For some people openvpn or cipe is/seems easier to setup...

Personnaly i use ipsec implementations

----------

## lord

I've been using FreeS/WAN IPsec together with windows 2000 and XP for a short while now and it's working really great. I took a peek at openVPN before deciding, and atleast for me FreeS/WAN was the best solution since I didn't want my clients to have to install a third-party program on their side.

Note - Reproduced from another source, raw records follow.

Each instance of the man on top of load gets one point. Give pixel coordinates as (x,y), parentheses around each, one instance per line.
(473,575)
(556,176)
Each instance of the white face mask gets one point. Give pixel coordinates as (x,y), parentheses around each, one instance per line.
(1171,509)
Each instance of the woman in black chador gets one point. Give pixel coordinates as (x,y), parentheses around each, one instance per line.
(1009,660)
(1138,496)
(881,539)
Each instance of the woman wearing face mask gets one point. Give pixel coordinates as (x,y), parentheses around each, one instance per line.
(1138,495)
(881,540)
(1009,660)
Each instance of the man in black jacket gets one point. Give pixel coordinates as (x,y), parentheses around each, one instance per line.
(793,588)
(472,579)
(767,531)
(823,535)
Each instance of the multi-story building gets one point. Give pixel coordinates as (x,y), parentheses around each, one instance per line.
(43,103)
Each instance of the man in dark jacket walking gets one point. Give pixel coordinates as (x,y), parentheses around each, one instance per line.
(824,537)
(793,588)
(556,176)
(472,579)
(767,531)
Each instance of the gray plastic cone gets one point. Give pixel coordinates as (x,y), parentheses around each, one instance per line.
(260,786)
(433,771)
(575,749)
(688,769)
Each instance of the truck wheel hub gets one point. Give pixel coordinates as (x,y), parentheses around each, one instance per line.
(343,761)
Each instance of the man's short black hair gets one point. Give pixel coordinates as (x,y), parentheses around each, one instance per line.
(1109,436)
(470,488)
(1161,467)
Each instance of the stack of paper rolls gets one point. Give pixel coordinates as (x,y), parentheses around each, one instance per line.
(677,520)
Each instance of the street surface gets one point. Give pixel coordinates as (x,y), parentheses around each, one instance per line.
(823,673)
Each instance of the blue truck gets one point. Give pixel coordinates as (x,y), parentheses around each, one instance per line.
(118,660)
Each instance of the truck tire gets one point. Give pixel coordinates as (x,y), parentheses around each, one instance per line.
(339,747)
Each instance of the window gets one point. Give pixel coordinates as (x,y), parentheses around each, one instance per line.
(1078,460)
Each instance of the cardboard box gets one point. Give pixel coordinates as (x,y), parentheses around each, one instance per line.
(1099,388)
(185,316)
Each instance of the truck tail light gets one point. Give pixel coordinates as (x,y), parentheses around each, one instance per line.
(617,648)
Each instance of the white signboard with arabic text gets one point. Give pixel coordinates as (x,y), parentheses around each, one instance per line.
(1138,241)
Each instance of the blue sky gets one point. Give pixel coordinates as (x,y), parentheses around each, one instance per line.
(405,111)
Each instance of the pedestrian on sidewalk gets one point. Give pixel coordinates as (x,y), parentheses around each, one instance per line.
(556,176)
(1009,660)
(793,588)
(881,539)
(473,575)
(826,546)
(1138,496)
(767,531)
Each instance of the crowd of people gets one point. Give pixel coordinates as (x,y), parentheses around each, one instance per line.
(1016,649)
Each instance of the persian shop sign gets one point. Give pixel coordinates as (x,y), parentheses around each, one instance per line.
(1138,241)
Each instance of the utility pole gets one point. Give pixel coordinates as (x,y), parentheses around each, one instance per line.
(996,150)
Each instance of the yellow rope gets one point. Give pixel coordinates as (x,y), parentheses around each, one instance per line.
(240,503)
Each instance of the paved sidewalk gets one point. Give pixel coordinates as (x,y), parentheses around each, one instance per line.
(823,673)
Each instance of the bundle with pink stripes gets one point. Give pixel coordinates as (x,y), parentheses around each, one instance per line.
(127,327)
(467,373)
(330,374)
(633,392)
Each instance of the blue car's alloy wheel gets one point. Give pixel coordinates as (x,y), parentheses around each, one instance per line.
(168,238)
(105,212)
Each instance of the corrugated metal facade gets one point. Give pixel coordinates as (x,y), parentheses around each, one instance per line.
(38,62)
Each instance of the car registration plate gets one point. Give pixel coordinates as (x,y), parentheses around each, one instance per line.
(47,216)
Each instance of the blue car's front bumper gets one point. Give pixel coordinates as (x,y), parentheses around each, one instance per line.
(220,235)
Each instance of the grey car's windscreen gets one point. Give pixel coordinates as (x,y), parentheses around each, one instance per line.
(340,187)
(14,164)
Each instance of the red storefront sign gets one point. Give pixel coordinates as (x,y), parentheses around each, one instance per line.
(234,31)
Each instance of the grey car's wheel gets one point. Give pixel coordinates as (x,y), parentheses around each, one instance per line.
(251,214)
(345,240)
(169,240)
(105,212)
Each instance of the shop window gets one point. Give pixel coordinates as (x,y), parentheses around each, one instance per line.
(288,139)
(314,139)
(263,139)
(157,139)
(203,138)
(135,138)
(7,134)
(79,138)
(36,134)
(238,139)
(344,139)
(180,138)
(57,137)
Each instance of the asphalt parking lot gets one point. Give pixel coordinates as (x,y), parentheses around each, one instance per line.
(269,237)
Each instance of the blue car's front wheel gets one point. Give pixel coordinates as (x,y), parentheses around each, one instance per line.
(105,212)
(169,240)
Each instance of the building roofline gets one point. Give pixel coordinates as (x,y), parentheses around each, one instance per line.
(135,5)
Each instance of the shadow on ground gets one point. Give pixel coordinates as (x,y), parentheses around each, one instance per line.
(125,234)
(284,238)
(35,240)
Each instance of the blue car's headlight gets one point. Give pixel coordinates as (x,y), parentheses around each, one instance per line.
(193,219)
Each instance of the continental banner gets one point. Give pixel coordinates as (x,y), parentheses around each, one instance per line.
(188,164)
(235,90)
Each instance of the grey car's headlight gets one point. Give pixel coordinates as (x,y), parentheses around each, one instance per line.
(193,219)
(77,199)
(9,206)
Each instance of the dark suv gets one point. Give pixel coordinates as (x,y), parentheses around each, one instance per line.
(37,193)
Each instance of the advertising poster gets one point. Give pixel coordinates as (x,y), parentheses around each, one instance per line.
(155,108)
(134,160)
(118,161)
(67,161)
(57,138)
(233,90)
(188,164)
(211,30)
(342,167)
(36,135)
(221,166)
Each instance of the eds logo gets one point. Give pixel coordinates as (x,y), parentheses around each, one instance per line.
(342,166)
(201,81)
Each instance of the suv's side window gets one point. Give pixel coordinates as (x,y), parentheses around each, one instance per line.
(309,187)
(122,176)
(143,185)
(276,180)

A really good webpage on how to setup FreeS/WAN server + linux/windows client is Nate Carlson's ipsec page.

----------

## Koon

 *bryon wrote:*   

> The theree that I belive are the most popular are OpenVPN or VPN (Free/Swan) or IPSec.  What ones do you reccomend and why.

 

FreeS/WAN uses IPSEC. So the choice is more between the two. OpenVPN is much simpler to understand, but it will less (understand : not) be compatible with other software. Great for a little OpenVPN to OpenVPN tunnel, not great for connecting your network with networks using other technologies or with roaming users using Windows. For these you will have to get into FreeS/Wan, much more compilant to standards or proprietary solutions.

-K

----------

## Jupiler

hi i 've been reading the page lord sugested 

but i'm afraid it will be to hard for my friends to set it up that way

they don't know enough from windows to even complete the the client part

is there another possible solution to use an easy vpn

on a gentoo gateway and windows clients

----------

## rncwnd

have a look at http://vpn.ebootis.de/

to configure the client (win 2k / xp) side is easier as configuring the server

side.

look also at:

http://vpn.ebootis.de/cert.htm

http://download.freeswan.ca/x509patches/install.htm

for clients behind routers lokk at:

http://download.freeswan.ca/x509patches/install.htm#section_4.4

there were some articles at the german "c't" magacine:

http://www.heise.de/ct/02/05/216/

http://www.heise.de/ct/02/05/220/

I hope i could help you. the above links helped me, to set up ipsec on multiple SuSE 8.2 Servers with win 2k / xp roadwarriors and x.509.

regards

Andy

----------

## Jupiler

tnx for the info

will try to get it up and running

----------

## Davin

While standards compliance is Good Thing, FreeSWAN + Windows is not for the weak of heart.  My personal recommendation, if you're setting up a small VPN that you control on both sides, OpenVPN is a good starting point.  (especially if you don't consider yourself particularly strong in IT ninjitsu) While the main problem people seem to percieve is it relying on a third partry program (the openvpn executable) and not subscribing to an OS-independant standard, the configuration for OpenVPN is *almost exactly identical* regardless of which OS you set it up on. OpenVPN is great for establishing VPNs where one side is Linux and the other is Windows, because it doesn't require learning two seperate methods of telling an operating system your configuration. I've played with FreeSWAN on two seperate occasions, and on both I found myself dissatisfied with the Windows side of things. If I want one of my tech-illiterate users to participate in a VPN, all I have to do with OpenVPN is say "run this installer", "put these certificates here", and "use this config file". That's it. The amount of work required to set up the Windows side of a VPN connection under FreeSWAN is not something I can easily instruct others to set up on their own. This, in my perception, is the major weakness of FreeSWAN.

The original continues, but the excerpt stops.